A C# program basically consists of the following parts:

  • Namespace declaration

  • A class

  • Class methods

  • Class attributes

  • A Main method

  • Statements & Expressions

  • Comments

Let us look at a simple code that would print the words "Hello World":

using System;
namespace HelloWorldApplication
{
   class HelloWorld
   {
      static void Main(string[] args)
      {
         /* my first program in C# */
         Console.WriteLine("Hello World");
         Console.ReadKey();
      }
   }
}

When the above code is compiled and executed, it produces the following result:

Hello World

Let us look at various parts of the above program:

  • The first line of the program using System; - the using keyword is used to include the System namespace in the program. A program generally has multiple using statements.

  • The next line has the namespace declaration. A namespace is a collection of classes. The HelloWorldApplication namespace contains the class HelloWorld.

  • The next line has a class declaration, the class HelloWorld contains the data and method definitions that your program uses. Classes generally would contain more than one method. Methods define the behavior of the class. However, the HelloWorld class has only one method Main.

  • The next line defines the Main method, which is the entry point for all C# programs. The Main method states what the class will do when executed

  • The next line /*...*/ will be ignored by the compiler and it has been put to add additional comments in the program.

  • The Main method specifies its behavior with the statement Console.WriteLine("Hello World");

    WriteLine is a method of the Console class defined in the System namespace. This statement causes the message "Hello, World!" to be displayed on the screen.

  • The last line Console.ReadKey(); is for the VS.NET Users. This makes the program wait for a key press and it prevents the screen from running and closing quickly when the program is launched from Visual Studio .NET.

It's worth to note the following points:

  • C# is case sensitive.

  • All statements and expression must end with a semicolon (;).

  • The program execution starts at the Main method.

  • Unlike Java, file name could be different from the class name.

Compile & Execute a C# Program:

If you are using Visual Studio.Net for compiling and executing C# programs, take the following steps:

  • Start Visual Studio.

  • On the menu bar, choose File, New, Project.

  • Choose Visual C# from templates, and then choose Windows.

  • Choose Console Application.

  • Specify a name for your project, and then choose the OK button.

  • The new project appears in Solution Explorer.

  • Write code in the Code Editor.

  • Click the Run button or the F5 key to run the project. A Command Prompt window appears that contains the line Hello World.
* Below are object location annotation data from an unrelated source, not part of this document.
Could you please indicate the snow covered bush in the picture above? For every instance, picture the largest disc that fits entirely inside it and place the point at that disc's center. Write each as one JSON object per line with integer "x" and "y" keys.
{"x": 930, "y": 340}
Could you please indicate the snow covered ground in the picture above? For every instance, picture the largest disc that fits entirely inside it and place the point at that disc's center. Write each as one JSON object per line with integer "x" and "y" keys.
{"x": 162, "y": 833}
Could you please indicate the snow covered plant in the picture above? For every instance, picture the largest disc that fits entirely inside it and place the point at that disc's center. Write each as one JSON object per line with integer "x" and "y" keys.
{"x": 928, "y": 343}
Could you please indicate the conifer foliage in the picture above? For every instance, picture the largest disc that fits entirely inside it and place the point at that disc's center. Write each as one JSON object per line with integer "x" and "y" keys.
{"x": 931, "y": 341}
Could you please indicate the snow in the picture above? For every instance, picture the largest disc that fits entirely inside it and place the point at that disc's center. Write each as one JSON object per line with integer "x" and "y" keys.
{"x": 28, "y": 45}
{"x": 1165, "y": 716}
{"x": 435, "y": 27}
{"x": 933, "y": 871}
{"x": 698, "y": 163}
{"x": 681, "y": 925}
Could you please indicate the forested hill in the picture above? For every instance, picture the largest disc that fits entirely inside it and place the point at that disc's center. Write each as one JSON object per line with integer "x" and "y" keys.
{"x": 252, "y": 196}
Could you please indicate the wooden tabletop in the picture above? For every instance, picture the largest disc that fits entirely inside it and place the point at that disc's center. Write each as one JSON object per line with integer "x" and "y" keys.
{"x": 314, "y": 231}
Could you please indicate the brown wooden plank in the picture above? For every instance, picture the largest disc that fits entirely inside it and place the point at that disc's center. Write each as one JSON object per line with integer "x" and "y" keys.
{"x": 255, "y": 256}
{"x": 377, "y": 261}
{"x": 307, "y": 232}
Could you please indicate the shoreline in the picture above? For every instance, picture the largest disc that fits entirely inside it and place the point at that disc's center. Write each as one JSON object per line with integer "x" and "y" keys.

You can compile a C# program by using the command-line instead of the Visual Studio IDE:

  • Open a text editor and add the above-mentioned code.

  • Save the file as helloworld.cs

  • Open the command prompt tool and go to the directory where you saved the file.

  • Type csc helloworld.cs and press enter to compile your code.

  • If there are no errors in your code, the command prompt will take you to the next line and would generate helloworld.exe executable file.

  • Next, type helloworld to execute your program.

  • You will be able to see "Hello World" printed on the screen.